Il processo per l’omicidio di Giulio Regeni si avvicina alla sentenza. Nessun imputato in aula. Nessuna condanna eseguibile. Nessuna certezza che la pena venga mai scontata. La Procura di Roma ha chiesto l’ergastolo per Sharif e 17 anni e mezzo per gli altri tre 007 della National Security — sette ore di requisitoria — e la Corte d’Assise si pronuncerà a settembre. Vale la pena chiedersi: a cosa serve? La risposta facile è: a nulla. Ed è onesta, ma incompleta. La Corte EDU insegna che i diritti devono essere concreti ed effettivi, non teorici e illusori. Questo processo ne è il paradosso vivente: per tutelare la vittima si procede contro imputati ignari di esserlo, perché il loro Stato ha scelto il silenzio. Il diritto registra la contraddizione. Non la risolve. Regeni non era una spia, ha detto il pm Colaiocco. Era un giovane ricercatore entrato in una zona d’ombra dove il diritto aveva smesso di esistere. L’Egitto non collabora, non estrada, non risponde.

Allora cosa rimane?

Rimane l’atto. Il rito civile di pronunciare la verità ad alta voce, anche quando nessuno ascolta. Ed è lo specchio in cui uno Stato vede la propria doppiezza.
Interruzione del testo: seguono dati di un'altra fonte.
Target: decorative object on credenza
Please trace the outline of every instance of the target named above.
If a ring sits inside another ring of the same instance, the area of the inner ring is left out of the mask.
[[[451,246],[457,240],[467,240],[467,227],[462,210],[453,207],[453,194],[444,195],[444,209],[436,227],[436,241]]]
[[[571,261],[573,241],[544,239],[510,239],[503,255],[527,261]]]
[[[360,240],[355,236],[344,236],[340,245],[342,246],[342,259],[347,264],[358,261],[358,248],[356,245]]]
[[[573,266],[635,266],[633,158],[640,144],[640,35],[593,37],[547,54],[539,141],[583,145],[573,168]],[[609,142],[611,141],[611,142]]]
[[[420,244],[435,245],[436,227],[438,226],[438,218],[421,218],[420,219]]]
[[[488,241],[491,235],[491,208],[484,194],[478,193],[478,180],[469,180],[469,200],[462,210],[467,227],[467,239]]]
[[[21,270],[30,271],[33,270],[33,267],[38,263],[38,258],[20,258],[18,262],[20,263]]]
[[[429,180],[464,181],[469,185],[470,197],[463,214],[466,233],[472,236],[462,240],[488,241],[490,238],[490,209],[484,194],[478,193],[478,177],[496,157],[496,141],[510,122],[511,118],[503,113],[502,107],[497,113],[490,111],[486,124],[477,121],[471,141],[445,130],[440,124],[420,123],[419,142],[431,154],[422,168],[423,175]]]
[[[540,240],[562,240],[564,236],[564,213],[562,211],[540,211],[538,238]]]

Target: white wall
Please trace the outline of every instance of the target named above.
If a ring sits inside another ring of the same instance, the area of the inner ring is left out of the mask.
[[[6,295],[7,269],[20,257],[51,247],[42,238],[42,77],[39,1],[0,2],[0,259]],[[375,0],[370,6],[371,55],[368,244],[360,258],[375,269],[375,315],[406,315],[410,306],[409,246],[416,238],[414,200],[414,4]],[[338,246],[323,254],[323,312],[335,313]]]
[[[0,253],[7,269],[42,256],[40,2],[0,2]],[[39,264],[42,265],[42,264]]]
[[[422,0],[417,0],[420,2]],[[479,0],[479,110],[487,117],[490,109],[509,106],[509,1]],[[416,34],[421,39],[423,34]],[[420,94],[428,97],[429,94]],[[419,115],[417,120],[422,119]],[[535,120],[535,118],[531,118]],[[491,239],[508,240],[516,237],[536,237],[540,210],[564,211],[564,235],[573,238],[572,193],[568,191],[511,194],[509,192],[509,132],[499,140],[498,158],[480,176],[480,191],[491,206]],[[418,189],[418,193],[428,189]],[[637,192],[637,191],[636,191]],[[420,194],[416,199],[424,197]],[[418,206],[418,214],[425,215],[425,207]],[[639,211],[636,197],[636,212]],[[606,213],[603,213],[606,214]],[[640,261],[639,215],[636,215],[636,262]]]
Mentre la pubblica accusa chiede l’ergastolo, l’Italia resta il principale partner commerciale dell’Egitto nell’Unione europea: 7 miliardi di investimenti al Cairo, voli pieni su Sharm el-Sheikh, un Piano Mattei in fiore. Affari, gas, turismo. Tutto prospera, mentre quattro agenti della National Security attendono una sentenza che non sarà mai eseguita. Un Paese può tenere insieme queste due verità. Ma non può fingere di non vederle entrambe. Foscolo, nei Sepolcri, chiamava la speranza «ultima Dea». L’ultima a restare, l’ultima ad abbandonarci. Sapeva da dove veniva quell’immagine. Nel mito greco, quando Pandora sollevò il coperchio e i mali del mondo si dispersero tra gli uomini, sul fondo rimase soltanto lei: Elpis, la Speranza. Non fuggì. Rimase intrappolata, custodita, viva. Il processo Regeni è questo. Non è la giustizia. È Elpis. L’ultima cosa che resta quando tutto il resto ha già fallito.